Bengkulu (ANTARA) - Menteri Kebudayaan (Menbud) Fadli Zon melihat potensi dan mendorong penguatan ekosistem budaya Bengkulu agar ke depan dapat menjadi kekuatan daerah untuk mensejahterakan masyarakat.
"Potensinya besar. Kita berharap semakin banyak perhatian dari pemerintah provinsi maupun kabupaten/kota terhadap kebudayaan. Karena budaya inilah yang berkelanjutan. Kalau sumber daya alam ada batasnya, tetapi budaya bisa terus hidup dan dikembangkan,” kata Menbud Fadli Zon di Bengkulu, Kamis.
Menbud menegaskan kebudayaan tidak boleh dipandang sebagai sektor pelengkap, melainkan sebagai fondasi pembangunan jangka panjang yang mampu memperkuat identitas daerah sekaligus meningkatkan kesejahteraan masyarakat.
Menurut dia, sumber daya alam memiliki keterbatasan, sedangkan budaya dapat diwariskan dan terus diperbarui lintas generasi.
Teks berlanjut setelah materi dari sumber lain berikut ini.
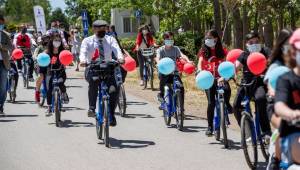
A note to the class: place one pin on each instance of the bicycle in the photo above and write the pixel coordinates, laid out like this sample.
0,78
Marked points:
250,130
221,119
12,84
173,103
103,72
148,73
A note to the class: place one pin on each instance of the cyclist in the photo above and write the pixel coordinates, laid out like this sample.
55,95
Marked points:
144,40
94,49
24,40
41,70
287,106
210,56
173,52
258,89
54,48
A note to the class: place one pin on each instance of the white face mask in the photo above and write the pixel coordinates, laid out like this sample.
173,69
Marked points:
210,43
169,43
254,48
56,44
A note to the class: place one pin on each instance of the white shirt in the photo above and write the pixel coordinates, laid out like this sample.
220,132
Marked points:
90,44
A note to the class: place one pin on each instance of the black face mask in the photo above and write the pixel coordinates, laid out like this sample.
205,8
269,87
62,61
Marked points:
101,34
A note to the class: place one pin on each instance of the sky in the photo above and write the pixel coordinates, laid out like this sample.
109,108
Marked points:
58,4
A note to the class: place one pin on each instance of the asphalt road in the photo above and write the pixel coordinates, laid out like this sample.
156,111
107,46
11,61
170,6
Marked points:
30,141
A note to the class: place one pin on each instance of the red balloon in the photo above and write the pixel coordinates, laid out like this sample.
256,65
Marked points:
257,63
189,68
65,57
233,55
129,64
17,54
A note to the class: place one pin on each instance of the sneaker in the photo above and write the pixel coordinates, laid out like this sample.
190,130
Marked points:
91,113
209,131
113,121
37,96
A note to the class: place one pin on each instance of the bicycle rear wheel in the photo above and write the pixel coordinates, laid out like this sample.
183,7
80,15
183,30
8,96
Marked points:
223,123
248,142
57,108
106,123
179,112
122,101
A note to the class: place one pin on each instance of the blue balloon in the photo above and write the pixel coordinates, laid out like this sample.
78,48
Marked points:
275,74
43,60
204,80
166,66
226,70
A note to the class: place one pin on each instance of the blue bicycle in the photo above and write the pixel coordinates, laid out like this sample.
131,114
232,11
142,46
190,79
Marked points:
173,103
103,72
251,133
221,120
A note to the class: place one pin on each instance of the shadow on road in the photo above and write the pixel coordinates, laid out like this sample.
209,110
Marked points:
70,123
133,144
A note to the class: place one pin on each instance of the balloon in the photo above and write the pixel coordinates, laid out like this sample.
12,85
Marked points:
226,70
204,80
257,63
17,54
275,74
129,64
43,59
233,55
189,68
66,57
166,66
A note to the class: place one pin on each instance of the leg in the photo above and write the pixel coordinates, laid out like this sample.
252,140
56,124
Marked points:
261,106
3,85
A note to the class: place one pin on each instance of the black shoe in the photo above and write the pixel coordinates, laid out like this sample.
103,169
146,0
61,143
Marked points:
209,131
91,113
113,121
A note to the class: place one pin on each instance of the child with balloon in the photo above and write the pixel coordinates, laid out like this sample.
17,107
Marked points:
166,57
253,63
211,55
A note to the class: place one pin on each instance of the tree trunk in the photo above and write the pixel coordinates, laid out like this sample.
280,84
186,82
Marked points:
238,28
217,16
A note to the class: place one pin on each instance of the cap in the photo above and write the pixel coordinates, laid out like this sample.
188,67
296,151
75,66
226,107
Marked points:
99,23
295,39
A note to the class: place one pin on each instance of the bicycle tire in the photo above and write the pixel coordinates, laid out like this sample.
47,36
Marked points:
223,123
246,125
179,112
106,123
56,108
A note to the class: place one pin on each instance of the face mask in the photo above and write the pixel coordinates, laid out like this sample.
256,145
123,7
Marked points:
169,43
56,44
210,43
101,34
298,58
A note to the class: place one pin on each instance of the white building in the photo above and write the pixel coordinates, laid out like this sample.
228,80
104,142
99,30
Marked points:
127,25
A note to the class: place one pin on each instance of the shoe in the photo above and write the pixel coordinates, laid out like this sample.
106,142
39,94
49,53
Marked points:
113,121
37,96
91,113
209,131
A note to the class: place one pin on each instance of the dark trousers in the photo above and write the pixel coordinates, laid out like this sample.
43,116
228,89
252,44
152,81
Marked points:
94,89
211,95
164,80
259,95
61,85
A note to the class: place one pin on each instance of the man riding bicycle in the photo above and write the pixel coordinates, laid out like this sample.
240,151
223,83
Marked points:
173,52
95,49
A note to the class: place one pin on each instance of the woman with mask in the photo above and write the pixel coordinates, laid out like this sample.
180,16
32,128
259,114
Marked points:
258,89
210,56
144,40
55,46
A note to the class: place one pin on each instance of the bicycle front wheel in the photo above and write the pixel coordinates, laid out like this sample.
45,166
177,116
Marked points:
248,141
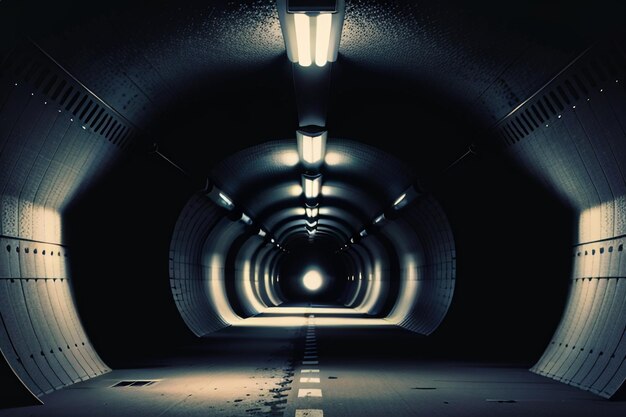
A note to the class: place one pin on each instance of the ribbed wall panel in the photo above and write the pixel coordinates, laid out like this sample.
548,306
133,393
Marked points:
579,152
188,275
48,155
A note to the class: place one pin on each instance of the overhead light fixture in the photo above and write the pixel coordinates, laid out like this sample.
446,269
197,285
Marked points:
312,211
406,197
311,184
311,29
311,145
246,219
220,198
226,200
400,200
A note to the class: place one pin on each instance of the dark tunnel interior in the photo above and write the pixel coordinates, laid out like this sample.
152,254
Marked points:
168,217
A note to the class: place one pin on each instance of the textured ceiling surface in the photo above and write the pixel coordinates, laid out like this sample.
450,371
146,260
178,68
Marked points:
265,180
172,67
419,80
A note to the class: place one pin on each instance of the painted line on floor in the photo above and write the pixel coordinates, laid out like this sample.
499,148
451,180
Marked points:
309,412
309,392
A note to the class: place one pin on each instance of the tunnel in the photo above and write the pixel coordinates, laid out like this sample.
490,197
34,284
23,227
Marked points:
312,207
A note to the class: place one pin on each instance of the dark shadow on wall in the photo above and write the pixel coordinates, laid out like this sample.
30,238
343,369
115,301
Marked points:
119,235
514,242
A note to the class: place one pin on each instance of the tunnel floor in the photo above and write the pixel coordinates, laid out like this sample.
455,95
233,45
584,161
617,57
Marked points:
317,362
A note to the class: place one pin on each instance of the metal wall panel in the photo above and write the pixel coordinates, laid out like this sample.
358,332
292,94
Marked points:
47,156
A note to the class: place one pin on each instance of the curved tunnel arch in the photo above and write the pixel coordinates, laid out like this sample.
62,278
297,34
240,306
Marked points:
372,255
59,141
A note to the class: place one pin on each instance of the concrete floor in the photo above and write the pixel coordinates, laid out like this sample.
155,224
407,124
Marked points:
332,364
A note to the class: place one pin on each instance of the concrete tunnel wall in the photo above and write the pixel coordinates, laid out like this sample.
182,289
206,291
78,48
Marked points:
572,136
55,140
423,245
421,240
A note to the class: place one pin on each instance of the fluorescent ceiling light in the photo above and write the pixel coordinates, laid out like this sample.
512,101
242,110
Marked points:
303,38
312,211
311,185
313,38
246,219
399,199
311,146
312,31
227,201
322,38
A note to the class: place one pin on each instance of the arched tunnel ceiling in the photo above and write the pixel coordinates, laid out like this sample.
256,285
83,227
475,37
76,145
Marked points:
178,68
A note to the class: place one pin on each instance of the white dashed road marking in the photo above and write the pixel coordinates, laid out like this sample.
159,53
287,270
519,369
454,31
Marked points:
309,392
309,413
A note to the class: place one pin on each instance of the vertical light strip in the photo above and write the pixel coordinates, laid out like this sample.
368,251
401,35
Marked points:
303,38
307,149
322,38
311,186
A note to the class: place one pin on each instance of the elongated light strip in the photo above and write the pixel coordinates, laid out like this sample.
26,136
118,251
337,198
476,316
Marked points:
311,186
303,38
312,212
322,38
227,201
312,148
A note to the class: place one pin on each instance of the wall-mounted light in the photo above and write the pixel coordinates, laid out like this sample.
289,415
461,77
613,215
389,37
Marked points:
246,219
219,197
311,223
312,211
406,197
400,200
311,185
311,29
311,145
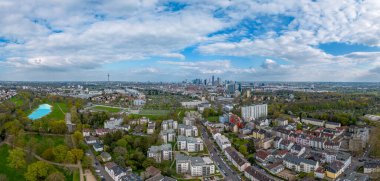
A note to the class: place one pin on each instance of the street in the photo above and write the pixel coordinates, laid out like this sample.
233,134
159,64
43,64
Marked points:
228,173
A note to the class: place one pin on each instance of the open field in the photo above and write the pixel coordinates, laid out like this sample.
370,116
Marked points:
106,109
154,112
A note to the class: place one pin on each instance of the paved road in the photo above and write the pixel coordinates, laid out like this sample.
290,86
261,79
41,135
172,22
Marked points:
98,167
228,173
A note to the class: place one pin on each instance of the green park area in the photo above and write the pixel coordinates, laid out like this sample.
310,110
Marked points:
106,109
11,173
154,112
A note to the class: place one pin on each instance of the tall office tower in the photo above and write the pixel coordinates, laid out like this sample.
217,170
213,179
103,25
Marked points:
254,111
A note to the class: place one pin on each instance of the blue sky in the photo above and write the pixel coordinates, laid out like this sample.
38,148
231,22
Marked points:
159,40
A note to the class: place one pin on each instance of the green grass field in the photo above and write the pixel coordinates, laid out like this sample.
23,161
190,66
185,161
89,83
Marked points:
41,139
11,173
154,112
106,109
56,112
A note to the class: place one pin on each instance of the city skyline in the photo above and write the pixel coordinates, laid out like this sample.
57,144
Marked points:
171,41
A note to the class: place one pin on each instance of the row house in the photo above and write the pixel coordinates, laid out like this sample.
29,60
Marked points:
195,166
300,164
169,124
254,174
236,158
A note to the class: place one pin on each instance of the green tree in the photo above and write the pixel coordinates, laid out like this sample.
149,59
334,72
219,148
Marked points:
243,150
3,177
78,154
38,171
60,152
58,127
56,176
16,158
70,158
78,137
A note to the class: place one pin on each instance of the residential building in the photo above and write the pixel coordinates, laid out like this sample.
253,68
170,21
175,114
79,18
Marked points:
187,130
169,124
162,152
113,123
98,147
236,158
254,174
254,111
115,171
300,164
281,122
313,121
105,157
151,127
372,167
222,141
189,144
195,166
168,135
332,125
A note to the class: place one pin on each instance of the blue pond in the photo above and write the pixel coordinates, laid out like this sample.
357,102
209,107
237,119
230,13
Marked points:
43,110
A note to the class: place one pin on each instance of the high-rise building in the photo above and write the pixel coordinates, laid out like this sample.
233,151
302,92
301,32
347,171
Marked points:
254,111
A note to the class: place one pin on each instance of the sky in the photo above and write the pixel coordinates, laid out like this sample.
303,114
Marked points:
159,40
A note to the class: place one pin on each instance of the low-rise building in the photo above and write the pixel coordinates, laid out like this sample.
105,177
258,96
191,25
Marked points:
253,174
372,167
168,135
222,141
151,127
189,144
113,123
300,164
187,130
169,124
115,171
236,158
332,125
195,166
162,152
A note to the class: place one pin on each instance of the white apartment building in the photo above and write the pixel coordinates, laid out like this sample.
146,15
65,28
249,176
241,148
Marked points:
187,130
162,152
254,111
169,124
113,123
300,164
195,166
189,144
222,141
168,135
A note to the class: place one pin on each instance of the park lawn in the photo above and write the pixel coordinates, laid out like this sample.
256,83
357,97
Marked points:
11,173
154,112
106,109
41,139
56,112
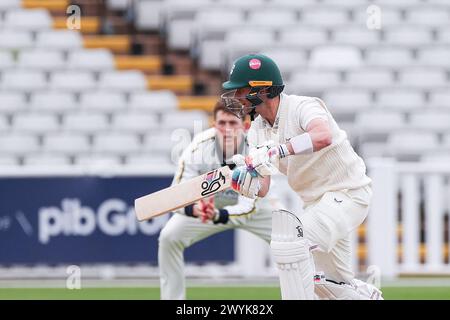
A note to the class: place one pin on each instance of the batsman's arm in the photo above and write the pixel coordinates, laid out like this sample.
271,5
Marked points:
265,186
317,136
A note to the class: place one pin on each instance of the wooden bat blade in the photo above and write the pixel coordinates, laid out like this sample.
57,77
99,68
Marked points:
183,194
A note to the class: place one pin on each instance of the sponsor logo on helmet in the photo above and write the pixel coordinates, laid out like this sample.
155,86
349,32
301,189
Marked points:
254,64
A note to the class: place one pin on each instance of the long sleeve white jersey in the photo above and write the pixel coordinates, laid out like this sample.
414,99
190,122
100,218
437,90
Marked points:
333,168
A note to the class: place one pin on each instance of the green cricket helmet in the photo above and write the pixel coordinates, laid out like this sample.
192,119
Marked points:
258,72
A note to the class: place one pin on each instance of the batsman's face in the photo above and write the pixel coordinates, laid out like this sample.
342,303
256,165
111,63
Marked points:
229,127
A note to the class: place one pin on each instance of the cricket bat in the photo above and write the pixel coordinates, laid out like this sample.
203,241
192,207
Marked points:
183,194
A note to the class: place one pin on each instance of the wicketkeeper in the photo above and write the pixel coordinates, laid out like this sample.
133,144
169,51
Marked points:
209,150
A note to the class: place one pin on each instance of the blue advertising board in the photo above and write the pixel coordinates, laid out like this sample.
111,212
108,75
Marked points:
57,220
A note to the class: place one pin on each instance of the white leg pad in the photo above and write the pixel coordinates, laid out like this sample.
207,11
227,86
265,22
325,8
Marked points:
357,290
292,256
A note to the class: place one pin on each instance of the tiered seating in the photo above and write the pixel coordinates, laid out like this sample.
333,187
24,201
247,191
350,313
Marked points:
73,97
67,99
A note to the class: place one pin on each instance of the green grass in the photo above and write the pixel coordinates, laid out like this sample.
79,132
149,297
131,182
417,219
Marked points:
200,293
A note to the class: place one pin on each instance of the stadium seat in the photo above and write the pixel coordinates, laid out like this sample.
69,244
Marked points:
411,144
114,43
144,63
53,101
8,161
428,15
59,39
118,4
147,159
395,57
123,81
191,120
10,4
162,101
289,4
390,16
98,161
242,5
400,3
106,101
137,122
434,57
302,37
370,78
439,99
85,122
15,40
46,160
41,59
345,4
373,124
164,142
347,100
148,14
177,83
4,126
24,80
35,123
6,60
91,60
66,143
444,35
446,141
116,143
11,102
269,17
72,81
18,144
335,57
437,157
408,36
326,16
218,19
423,78
304,81
30,19
209,32
355,37
402,99
288,59
431,120
241,41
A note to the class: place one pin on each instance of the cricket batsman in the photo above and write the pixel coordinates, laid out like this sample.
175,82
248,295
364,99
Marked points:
298,136
209,150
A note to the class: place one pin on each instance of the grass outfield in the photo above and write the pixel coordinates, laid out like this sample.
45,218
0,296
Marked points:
200,293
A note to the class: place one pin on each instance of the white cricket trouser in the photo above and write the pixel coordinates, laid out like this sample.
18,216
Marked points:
181,231
328,223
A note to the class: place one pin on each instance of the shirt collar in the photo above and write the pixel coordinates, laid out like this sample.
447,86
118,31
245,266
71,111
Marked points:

Menbud Fadli Zon menyebutkan penguatan ekosistem budaya harus dilakukan secara terintegrasi mulai dari perlindungan, pengembangan, hingga pemanfaatan.
Dia mendorong pemerintah provinsi dan kabupaten/kota memberi ruang lebih besar bagi pelaku seni dan komunitas kreatif agar tumbuh secara berkelanjutan.
Menurut dia, Bengkulu memiliki peluang besar mengembangkan ekonomi budaya melalui seni pertunjukan, musik, film, sastra, dan seni rupa. Jika dikelola dengan baik, lanjutnya, sektor tersebut tidak hanya menjaga warisan budaya, tetapi juga menciptakan efek pada perekonomian daerah yang lebih baik.
Menbud juga menyoroti pemanfaatan kawasan bersejarah sebagai ruang kreatif yang produktif. Benteng Marlborough dinilai memiliki potensi menjadi pusat kegiatan seni seperti pameran, pertunjukan, hingga festival berskala nasional maupun internasional.
Menurut dia, yang dibutuhkan saat ini adalah gagasan dan imajinasi untuk menghidupkan ruang-ruang budaya agar tidak sekadar menjadi situs sejarah, tetapi juga pusat interaksi dan kolaborasi masyarakat.